Terza missione - il manager al centro
Un approccio bottom-up
Il ruolo e le attese della categoria sono cambiate al passo con i rivolgimenti economici e sociali che hanno interessato il Paese. I manager sono inseriti in contesti molto diversi, spesso lavorano o hanno lavorato in settori che poco hanno a che spartire l’uno con l’altro, sono impegnati all’estero in grandi multinazionali mentre altri rappresentano l’unica figura manageriale all’interno di una piccola impresa a conduzione familiare. Quelli in pensione attendono da noi risposte precise su politiche di assistenza, di welfare, di protezione.
La nostra sfida consiste nel rappresentarli tutti, e per riuscirci, oltre ad aumentare la nostra vicinanza alla realtà di ciascuno, dobbiamo rivoluzionare completamente la nostra attitudine.
Siamo ad esempio abituati a erogare i nostri servizi in sede, chiedendo all’iscritto di raggiungere uno sportello o di prendere un appuntamento per risolvere un problema. Oppure a costringerlo a digitare tanti numeri di telefono quante sono le questioni su cui chiede delucidazioni.
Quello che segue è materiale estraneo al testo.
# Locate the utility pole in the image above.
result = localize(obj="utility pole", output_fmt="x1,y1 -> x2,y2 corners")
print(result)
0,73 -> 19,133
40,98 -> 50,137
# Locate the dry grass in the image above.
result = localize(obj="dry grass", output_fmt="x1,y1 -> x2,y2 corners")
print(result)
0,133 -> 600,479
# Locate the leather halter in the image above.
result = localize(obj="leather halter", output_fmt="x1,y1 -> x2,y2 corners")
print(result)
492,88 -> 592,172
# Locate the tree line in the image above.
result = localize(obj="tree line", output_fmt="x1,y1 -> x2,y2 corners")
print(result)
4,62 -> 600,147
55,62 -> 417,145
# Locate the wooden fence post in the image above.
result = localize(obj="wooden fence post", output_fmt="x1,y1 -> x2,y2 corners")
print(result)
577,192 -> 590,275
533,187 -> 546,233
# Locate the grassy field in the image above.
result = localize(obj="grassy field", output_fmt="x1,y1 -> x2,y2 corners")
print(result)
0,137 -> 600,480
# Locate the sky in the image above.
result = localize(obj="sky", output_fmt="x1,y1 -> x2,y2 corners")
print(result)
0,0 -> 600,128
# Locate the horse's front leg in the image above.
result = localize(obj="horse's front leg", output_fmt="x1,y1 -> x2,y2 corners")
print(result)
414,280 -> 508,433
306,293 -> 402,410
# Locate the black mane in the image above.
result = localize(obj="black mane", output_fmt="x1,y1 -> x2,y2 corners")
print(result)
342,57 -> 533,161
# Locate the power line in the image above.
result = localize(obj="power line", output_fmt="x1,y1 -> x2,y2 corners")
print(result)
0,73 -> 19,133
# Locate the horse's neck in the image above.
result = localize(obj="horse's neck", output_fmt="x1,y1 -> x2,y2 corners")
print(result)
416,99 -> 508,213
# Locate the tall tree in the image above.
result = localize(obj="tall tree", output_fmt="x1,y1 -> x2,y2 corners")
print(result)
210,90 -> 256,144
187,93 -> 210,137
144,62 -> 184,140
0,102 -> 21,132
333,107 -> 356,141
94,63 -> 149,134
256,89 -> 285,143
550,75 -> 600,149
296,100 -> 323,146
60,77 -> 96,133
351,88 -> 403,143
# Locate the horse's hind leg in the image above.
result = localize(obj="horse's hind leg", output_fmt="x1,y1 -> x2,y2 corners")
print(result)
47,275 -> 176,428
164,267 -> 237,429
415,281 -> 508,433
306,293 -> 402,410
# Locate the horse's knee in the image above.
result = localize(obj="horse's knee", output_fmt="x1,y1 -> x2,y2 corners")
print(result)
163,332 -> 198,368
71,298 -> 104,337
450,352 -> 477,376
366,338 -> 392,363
Questo approccio non funziona più in un mondo digitalizzato e disintermediato, dove la tecnologia ha reso superfluo persino il contatto umano. Non funziona inoltre per un errore di prospettiva: non è il manager che deve raggiungere noi, siamo noi che dobbiamo andare da lui.
La relazione personale e fisica è importantissima e sarà ancora più apprezzata se sapremo adottare un metodo di lavoro che mette le esigenze del collega al centro del nostro intervento.
Per mettere il manager al centro della nostra azione, dovremo:
- uniformare le banche dati a nostra disposizione e farle interagire tra loro;
- abbracciare una logica “digital first”, continuando a investire nelle piattaforme digitali e dotandoci di sistemi di customer care per monitorare la nostra azione;
- costruire un unico touch point con l’iscritto, in grado di rispondere a tutte le domande in merito ai servizi che offriamo
- Portare a compimento il progetto di CRM (Customer Relationship Management);
- seguire il manager in tutte le fasi di carriera e anche successivamente, supportandolo con una consulenza sempre più tailor made;
- svolgere indagini periodiche sul grado di soddisfazione verso i nostri servizi;
- dotarci delle tecnologie adeguate a efficientare e razionalizzare i costi di gestione delle richieste;
- aumentare la fidelizzazione dell’associato attraverso una profonda riforma di semplificazione delle procedure, a partire dal processo di iscrizione telematica;
- continuare lo sforzo di uniformare la comunicazione in ogni luogo e a qualsiasi livello.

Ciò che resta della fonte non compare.